So I did see some stuff vaguely like you are seeing. I remember being impressed at ZFS and how hard it is to benchmark because it tries so hard to cache efficiently (or whatever). Unfortunately it was like a year ago so I don't remember more details.
OK, I found part of the problem. I resurrected my old setup and switched to using fio (was using iozone and some others). When you specify --filename= in fio but have multiple jobs, they are all sharing the same file (https://fio.readthedocs.io/en/latest/fio_doc.html). So instead of 28 jobs reading 28 distinct files, you have reading the same file 28 times. So even when dropping the buffer-cache, reboot clean, etc. etc. before the benchmark, this is 27 times a test of the read caches and 1 time a test of the actual disk, which will obviously seriously inflate the results. I'm thinking --directory= would be the best option.
I also did the following to drop (most) cached data before the test:
I still have some time to test - let me try this out! One thing I already proved is with 2GB ram, the system performs as predicted ~20 GB/s. But, I resonate with your definition of benchmarking - to test utlimate performance but also real world usage.
Update:
Ok, so I used the ':' syntax in the --filename option, I got something that makes sense. FIO created invidual files for each thread. I test numjobs: 4, 8, 16 and it plateaus around 8 jobs. Adding additional files+jobs actually makes things worse.
--directory makes those files automatically for you
actually, I think those numbers are pretty good. you can zpool export to unmount and then run a non-destructive read test with --filename=/dev/nvme0n1:/dev/nvme0n2... and check that the raw devices get, say, 80%-99% of the advertised speed.
Then you can create a "raw" zvol (no filesystem) with:
create -b 128K -V 100G tank/testme
You can do a benchmark with --filename=/dev/zvol/tank/testme and it should only be testing the striping and raidz stuff. I could get like 65% of the ideal.
Running through the ZFS filesystem seemed to slow down by a good 50% of the ideal. None of this has been tuned.
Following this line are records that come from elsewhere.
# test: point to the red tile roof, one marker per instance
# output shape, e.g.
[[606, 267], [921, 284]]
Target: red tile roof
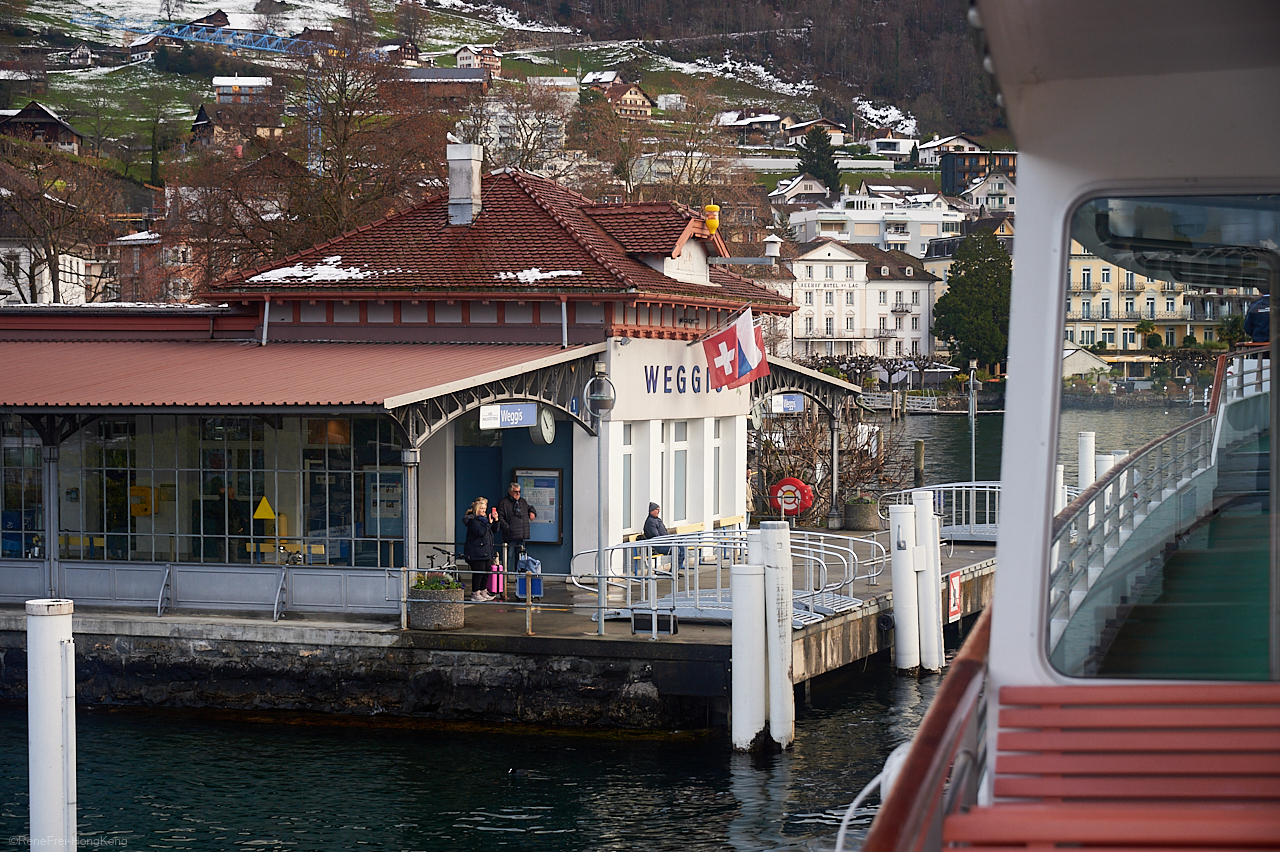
[[531, 236], [223, 372]]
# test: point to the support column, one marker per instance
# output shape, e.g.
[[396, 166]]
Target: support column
[[835, 518], [408, 511], [51, 723], [49, 481]]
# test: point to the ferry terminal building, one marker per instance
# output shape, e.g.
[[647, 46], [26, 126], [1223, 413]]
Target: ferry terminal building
[[275, 448]]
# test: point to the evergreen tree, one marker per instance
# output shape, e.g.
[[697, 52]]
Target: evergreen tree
[[973, 315], [818, 157]]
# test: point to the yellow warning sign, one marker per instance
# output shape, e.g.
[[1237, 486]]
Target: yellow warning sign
[[264, 512]]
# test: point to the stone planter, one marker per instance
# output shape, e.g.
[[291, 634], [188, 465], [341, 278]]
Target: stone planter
[[435, 609], [862, 516]]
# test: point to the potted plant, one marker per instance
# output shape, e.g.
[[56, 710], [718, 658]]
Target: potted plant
[[862, 512], [435, 603]]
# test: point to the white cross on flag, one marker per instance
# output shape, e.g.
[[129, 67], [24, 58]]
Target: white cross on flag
[[735, 356]]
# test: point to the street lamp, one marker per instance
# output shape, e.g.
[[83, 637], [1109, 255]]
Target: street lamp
[[600, 397], [973, 421]]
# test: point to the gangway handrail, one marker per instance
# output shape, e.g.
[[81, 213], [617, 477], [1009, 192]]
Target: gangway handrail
[[913, 809], [1088, 534], [640, 581]]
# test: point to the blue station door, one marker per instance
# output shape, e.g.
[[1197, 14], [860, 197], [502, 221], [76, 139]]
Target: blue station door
[[478, 472]]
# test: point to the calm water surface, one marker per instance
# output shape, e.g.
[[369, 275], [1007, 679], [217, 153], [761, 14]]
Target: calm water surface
[[179, 781]]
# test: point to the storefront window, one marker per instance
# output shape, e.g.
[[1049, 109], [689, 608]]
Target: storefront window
[[22, 520], [270, 489]]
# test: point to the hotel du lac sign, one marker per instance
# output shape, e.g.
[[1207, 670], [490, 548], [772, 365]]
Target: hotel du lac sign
[[668, 380]]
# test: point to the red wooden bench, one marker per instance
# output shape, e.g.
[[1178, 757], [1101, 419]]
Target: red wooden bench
[[1136, 766]]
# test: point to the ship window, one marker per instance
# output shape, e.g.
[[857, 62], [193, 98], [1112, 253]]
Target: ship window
[[1160, 562]]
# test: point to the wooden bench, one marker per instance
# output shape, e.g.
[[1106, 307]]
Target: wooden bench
[[1132, 766]]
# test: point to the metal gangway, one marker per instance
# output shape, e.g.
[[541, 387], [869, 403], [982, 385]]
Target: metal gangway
[[640, 580]]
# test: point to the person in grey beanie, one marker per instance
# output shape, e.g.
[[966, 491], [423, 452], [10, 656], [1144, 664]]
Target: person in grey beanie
[[654, 527]]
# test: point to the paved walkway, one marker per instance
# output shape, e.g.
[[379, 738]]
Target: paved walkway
[[563, 613]]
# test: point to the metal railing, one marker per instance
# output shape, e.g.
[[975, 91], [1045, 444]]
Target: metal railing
[[877, 399], [968, 511], [1155, 484], [693, 580]]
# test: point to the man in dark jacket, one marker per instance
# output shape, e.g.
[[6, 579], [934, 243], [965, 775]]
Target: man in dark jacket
[[1257, 320], [513, 517], [654, 527]]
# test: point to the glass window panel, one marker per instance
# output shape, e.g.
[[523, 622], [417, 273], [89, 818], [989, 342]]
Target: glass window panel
[[1165, 571], [679, 485]]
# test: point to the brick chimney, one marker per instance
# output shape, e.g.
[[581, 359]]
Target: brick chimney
[[464, 183]]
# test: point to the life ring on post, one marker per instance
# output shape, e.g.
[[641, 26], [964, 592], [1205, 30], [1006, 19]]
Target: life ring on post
[[790, 495]]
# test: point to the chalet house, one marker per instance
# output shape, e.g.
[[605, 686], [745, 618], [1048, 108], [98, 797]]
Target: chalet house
[[82, 56], [755, 127], [447, 85], [932, 151], [800, 189], [343, 392], [398, 50], [39, 123], [837, 132], [629, 101], [243, 90], [993, 192], [231, 124], [479, 56], [856, 298], [144, 47], [600, 79]]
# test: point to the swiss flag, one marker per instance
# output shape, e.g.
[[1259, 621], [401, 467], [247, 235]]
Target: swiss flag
[[735, 356]]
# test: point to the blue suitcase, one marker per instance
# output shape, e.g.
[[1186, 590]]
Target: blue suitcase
[[526, 563]]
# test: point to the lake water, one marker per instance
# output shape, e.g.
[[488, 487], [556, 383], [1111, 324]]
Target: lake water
[[946, 453], [168, 779]]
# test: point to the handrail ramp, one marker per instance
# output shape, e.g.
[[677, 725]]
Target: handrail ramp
[[641, 580]]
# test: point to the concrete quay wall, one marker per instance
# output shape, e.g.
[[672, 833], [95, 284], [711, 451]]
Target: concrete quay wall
[[370, 669], [451, 677], [853, 636]]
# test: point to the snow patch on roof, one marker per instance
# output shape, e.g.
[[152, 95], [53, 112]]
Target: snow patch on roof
[[327, 270], [142, 236], [534, 274], [752, 73]]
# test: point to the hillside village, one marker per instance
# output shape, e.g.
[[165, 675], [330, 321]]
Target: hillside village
[[347, 129]]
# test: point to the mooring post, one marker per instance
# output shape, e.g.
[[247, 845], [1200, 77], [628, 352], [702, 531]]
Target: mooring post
[[51, 722]]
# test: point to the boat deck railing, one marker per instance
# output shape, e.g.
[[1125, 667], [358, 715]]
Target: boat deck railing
[[1112, 536], [688, 575]]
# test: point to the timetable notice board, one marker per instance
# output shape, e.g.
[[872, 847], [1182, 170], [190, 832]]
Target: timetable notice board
[[544, 491]]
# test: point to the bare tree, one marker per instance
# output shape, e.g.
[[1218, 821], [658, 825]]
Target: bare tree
[[55, 209], [412, 19]]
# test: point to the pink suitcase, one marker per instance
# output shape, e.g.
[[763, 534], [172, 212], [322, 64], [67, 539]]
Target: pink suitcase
[[497, 580]]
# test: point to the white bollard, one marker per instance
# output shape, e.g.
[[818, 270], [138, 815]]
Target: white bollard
[[906, 626], [928, 586], [51, 722], [1086, 475], [776, 537], [750, 692], [1104, 463]]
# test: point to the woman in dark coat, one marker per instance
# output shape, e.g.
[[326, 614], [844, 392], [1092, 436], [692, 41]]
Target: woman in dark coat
[[481, 522]]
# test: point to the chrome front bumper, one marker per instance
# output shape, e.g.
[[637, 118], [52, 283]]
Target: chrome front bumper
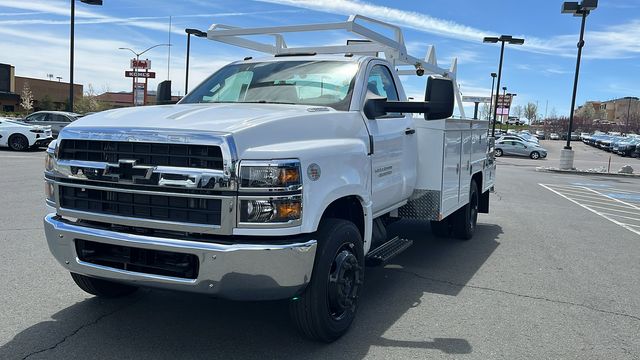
[[240, 272]]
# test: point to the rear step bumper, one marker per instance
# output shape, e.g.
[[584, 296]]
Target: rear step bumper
[[387, 251], [239, 272]]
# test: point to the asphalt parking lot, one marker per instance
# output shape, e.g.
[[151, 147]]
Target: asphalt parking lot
[[552, 273]]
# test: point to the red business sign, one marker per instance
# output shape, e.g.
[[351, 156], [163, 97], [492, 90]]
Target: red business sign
[[140, 74], [140, 64]]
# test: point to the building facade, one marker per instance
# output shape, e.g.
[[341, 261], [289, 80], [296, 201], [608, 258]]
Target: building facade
[[47, 94]]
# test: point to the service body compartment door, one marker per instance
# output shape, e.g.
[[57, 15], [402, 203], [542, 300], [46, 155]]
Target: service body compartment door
[[465, 165], [451, 170]]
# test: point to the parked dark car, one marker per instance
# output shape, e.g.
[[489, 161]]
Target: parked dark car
[[56, 119]]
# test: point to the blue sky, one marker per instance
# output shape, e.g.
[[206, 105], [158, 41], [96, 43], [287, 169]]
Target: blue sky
[[35, 41]]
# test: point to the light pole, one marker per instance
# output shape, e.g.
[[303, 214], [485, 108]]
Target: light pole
[[629, 110], [71, 45], [190, 32], [493, 80], [577, 9], [133, 90], [503, 39], [504, 98]]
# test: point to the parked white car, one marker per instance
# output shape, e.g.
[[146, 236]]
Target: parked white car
[[20, 136]]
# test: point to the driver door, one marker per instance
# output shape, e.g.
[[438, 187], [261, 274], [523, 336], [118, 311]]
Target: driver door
[[394, 143]]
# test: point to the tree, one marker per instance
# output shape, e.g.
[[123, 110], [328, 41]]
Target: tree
[[485, 111], [531, 112], [26, 98]]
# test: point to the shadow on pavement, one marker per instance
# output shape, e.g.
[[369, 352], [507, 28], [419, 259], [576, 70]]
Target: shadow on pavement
[[159, 324]]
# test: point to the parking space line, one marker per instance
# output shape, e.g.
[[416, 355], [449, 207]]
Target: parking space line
[[618, 200], [604, 203], [626, 217], [621, 224], [610, 209]]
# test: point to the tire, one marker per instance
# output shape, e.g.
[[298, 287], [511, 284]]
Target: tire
[[466, 218], [102, 288], [441, 228], [327, 307], [18, 142]]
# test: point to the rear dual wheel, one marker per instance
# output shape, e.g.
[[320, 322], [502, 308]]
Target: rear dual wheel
[[327, 307]]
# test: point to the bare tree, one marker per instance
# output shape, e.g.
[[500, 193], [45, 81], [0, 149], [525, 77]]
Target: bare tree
[[26, 98], [485, 111]]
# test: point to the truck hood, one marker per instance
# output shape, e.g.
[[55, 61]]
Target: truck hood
[[219, 117], [269, 130]]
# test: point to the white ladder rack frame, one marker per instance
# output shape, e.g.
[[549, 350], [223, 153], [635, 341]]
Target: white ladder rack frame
[[394, 48]]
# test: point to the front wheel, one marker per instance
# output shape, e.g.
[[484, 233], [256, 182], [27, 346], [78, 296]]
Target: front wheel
[[328, 305]]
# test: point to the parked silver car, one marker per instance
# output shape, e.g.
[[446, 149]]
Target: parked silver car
[[56, 119], [519, 148]]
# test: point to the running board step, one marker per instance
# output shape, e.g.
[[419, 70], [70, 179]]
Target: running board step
[[386, 251]]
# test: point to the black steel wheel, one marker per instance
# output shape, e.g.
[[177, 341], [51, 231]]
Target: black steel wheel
[[327, 307], [18, 142], [102, 288], [466, 218]]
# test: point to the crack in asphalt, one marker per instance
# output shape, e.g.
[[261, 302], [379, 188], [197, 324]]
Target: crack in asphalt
[[83, 326], [609, 312]]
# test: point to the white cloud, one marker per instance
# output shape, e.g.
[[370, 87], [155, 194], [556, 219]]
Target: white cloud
[[614, 42]]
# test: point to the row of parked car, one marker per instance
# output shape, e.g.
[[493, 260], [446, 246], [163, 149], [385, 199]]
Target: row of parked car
[[614, 142], [35, 130]]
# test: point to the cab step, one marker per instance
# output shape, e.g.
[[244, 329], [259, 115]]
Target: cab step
[[386, 251]]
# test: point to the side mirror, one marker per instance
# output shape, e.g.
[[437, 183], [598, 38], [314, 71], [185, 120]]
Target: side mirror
[[439, 94]]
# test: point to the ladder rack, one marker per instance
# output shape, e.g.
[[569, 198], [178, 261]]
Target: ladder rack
[[394, 48]]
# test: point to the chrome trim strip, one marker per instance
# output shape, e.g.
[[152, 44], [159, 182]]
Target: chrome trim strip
[[236, 271]]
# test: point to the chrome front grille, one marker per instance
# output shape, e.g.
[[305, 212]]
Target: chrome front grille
[[156, 180], [143, 153], [155, 207]]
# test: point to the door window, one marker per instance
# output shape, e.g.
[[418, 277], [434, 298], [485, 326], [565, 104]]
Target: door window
[[58, 118], [37, 117], [380, 82]]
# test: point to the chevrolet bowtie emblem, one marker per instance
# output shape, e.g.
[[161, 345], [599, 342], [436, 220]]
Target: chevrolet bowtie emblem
[[127, 170]]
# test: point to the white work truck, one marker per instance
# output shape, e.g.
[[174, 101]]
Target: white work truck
[[275, 178]]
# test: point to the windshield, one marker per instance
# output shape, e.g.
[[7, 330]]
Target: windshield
[[322, 83]]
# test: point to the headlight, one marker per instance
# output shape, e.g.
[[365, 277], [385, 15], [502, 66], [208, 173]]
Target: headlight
[[281, 175], [271, 210]]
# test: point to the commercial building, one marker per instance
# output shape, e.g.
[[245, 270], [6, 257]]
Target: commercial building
[[616, 111], [49, 94]]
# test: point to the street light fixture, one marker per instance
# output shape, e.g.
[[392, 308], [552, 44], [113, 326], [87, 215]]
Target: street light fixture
[[137, 54], [71, 45], [577, 9], [190, 32], [493, 80], [502, 39]]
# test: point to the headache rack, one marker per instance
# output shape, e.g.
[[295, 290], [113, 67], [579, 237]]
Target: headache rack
[[370, 42]]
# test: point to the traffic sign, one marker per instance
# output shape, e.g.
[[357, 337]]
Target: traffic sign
[[140, 74], [480, 99]]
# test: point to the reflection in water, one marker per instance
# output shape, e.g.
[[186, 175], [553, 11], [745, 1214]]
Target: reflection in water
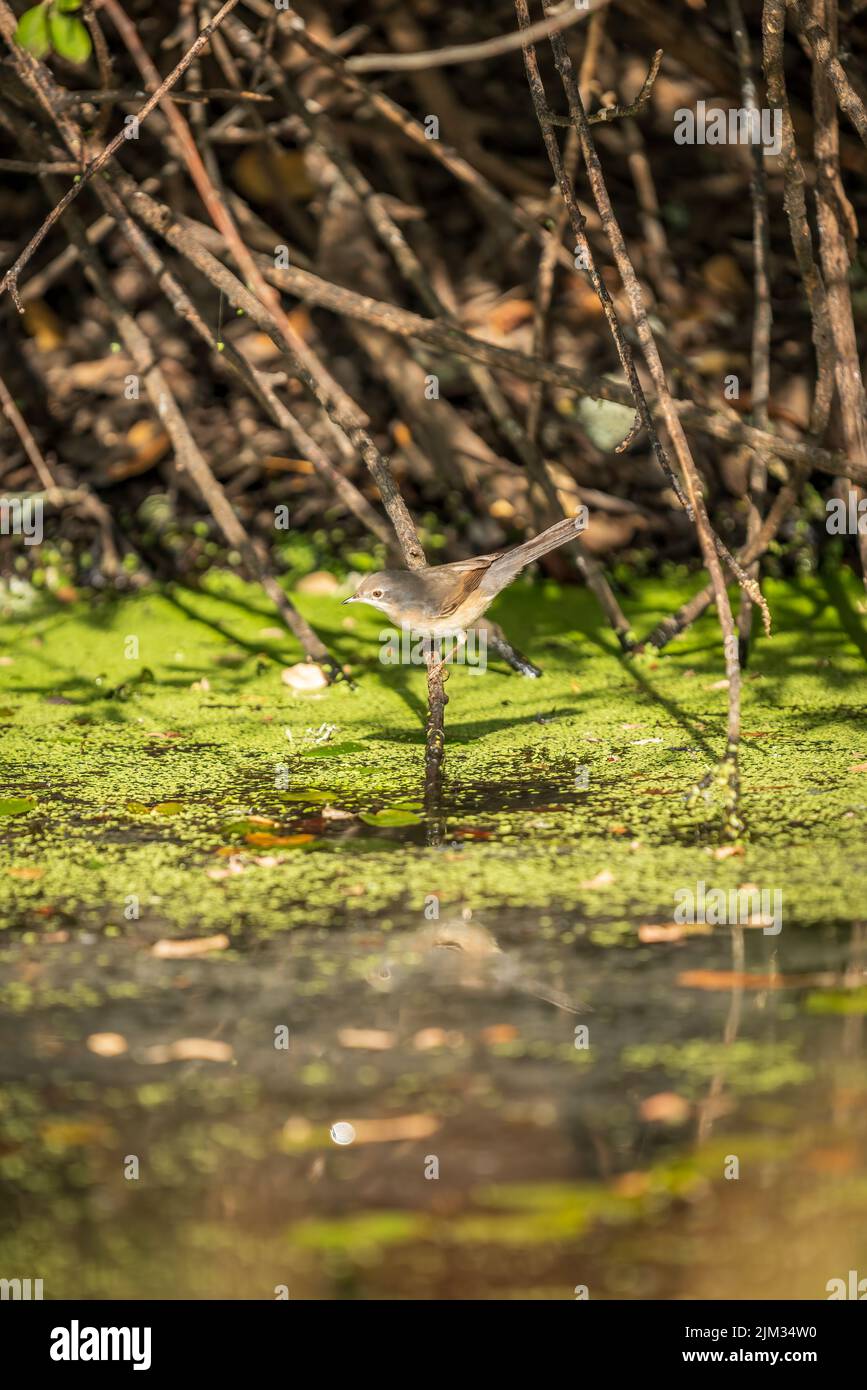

You are using a PCI 4.0 SSD compared to the SSD used in this RAIDZ2 with PCIE 3.0
10 PCIe 4.0 SSDs give you maximum of around 70GB/s.
The test show sustained throughput of 80GB/s without compression. Which is still higher than the maximum allowed by 8 x 4 PCIE 3.0 slot at total of 32GB/s.
Waiting for some ZFS expert to give a plausible explanation.
Curious, did you create the zpool and dataset with default parameters. You used LZ4 which should be on by default. Any other tweaks, or do you let zfs detect the drives and choose "sane" defaults?